In [1]:
from datasets import load_from_disk
from dataset_generator import generate_dpo_dataset
from trl import DPOConfig, DPOTrainer
import os
os.environ["WANDB_PROJECT"] = 'CAMR'
os.environ["WANDB_NOTEBOOK_NAME"] = "dpo_training.ipynb"

dataset_path = "dataset/corrective_copy_dataset_MATH_LLAMA3_8b_ZeroShot_COT"
model_path = "meta-llama/Meta-Llama-3-8B-Instruct"

model_output_dir = "models/corrective_copy_dpo"

dataset = load_from_disk(dataset_path)
dataset = generate_dpo_dataset(dataset)

split = dataset.train_test_split(test_size=0.2)

train_dataset = split['train']
eval_dataset = split['test']

[2024-07-12 17:11:20,333] [INFO] [real_accelerator.py:203:get_accelerator] Setting ds_accelerator to cuda (auto detect)


/usr/bin/ld: cannot find -laio: No such file or directory
collect2: error: ld returned 1 exit status


In [2]:
from unsloth import FastLanguageModel
import torch
model, tokenizer = FastLanguageModel.from_pretrained(
    model_name = model_path,
    load_in_4bit = True,
    dtype=torch.bfloat16
)

model = FastLanguageModel.get_peft_model(
    model,
    r = 8,
    target_modules = ["q_proj", "k_proj", "v_proj", "o_proj",
                      "gate_proj", "up_proj", "down_proj",],
    lora_alpha = 16,
    lora_dropout = 0, # Dropout = 0 is currently optimized
    bias = "none",    # Bias = "none" is currently optimized
    use_gradient_checkpointing = True,
)

🦥 Unsloth: Will patch your computer to enable 2x faster free finetuning.
==((====))==  Unsloth: Fast Llama patching release 2024.7
   \\   /|    GPU: NVIDIA GeForce RTX 4060 Ti.
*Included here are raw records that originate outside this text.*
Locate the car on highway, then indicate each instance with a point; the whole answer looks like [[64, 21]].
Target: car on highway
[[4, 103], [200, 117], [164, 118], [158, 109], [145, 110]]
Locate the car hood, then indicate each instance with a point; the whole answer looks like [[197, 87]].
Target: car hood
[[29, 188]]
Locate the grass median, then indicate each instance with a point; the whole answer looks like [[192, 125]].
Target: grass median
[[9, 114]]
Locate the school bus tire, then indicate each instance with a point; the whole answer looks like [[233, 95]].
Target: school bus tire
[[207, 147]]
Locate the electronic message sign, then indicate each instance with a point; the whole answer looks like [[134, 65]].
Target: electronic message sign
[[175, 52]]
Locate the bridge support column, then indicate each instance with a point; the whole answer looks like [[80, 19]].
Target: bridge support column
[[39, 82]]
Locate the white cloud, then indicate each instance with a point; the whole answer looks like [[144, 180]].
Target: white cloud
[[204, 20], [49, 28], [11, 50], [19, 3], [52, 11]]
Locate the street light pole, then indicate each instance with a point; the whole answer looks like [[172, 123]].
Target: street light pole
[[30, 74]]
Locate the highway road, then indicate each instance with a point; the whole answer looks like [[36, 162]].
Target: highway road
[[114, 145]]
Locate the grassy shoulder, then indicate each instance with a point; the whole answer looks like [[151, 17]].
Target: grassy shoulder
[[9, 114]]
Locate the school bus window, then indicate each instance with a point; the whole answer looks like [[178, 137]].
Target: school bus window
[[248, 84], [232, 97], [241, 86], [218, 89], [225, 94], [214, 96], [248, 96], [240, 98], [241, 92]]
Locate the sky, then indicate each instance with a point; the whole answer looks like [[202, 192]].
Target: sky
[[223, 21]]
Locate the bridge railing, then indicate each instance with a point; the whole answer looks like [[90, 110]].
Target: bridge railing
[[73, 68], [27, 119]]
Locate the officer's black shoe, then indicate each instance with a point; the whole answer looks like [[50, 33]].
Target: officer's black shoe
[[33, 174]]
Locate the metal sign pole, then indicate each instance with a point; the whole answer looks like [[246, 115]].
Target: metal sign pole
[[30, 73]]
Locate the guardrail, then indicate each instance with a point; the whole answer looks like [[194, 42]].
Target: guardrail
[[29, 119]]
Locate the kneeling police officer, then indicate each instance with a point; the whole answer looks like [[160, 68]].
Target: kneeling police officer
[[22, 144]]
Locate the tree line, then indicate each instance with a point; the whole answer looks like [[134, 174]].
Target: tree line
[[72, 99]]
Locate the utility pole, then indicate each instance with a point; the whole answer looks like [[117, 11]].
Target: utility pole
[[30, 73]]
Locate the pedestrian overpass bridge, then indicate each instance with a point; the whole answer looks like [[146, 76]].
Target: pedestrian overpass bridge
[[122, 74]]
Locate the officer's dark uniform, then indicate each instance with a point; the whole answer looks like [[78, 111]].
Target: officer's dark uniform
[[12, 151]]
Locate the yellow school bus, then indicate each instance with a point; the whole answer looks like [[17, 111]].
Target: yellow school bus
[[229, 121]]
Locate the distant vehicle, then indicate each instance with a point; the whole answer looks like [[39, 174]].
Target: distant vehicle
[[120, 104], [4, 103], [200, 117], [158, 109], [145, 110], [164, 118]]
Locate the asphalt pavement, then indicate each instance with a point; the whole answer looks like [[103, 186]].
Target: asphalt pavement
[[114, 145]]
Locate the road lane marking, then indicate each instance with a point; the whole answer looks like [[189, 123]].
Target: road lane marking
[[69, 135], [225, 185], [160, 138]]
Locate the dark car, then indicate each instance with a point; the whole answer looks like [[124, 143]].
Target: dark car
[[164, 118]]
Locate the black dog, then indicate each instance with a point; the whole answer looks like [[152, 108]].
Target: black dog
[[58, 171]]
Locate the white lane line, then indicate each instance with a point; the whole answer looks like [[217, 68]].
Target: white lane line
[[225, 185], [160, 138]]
Max memory: 15.611 GB. Platform = Linux.
O^O/ \_/ \    Pytorch: 2.3.1+cu121. CUDA = 8.9. CUDA Toolkit = 12.1.
\        /    Bfloat16 = TRUE. FA [Xformers = 0.0.27. FA2 = True]
 "-____-"     Free Apache license: http://github.com/unslothai/unsloth


Unsloth 2024.7 patched 32 layers with 32 QKV layers, 32 O layers and 32 MLP layers.


In [3]:


dpo_trainer = DPOTrainer(
    model = model,
    ref_model = None,
    args=DPOConfig(
        output_dir=model_output_dir,
        
        num_train_epochs=3,
        eval_strategy="steps",
        eval_steps=100,
        save_strategy="steps",
        save_steps=100,
        logging_strategy="steps",
        logging_steps=1,
        
        per_device_train_batch_size=1,
        per_device_eval_batch_size=1,
        
        gradient_accumulation_steps=4, 
        eval_accumulation_steps=4,
        gradient_checkpointing=True,
        
        max_length=1300,
        max_prompt_length=300,
        max_target_length=1000,
        remove_unused_columns=False,
        truncation_mode="keep_start",
        
        load_best_model_at_end=True,
        save_total_limit=3,
        
        learning_rate=0.000005,
        
        report_to="wandb",
        run_name="DPO",
        bf16 = True,
    ),
    train_dataset=train_dataset,
    eval_dataset=eval_dataset,
    tokenizer=tokenizer,
)

Map:   0%|          | 0/3660 [00:00<?, ? examples/s]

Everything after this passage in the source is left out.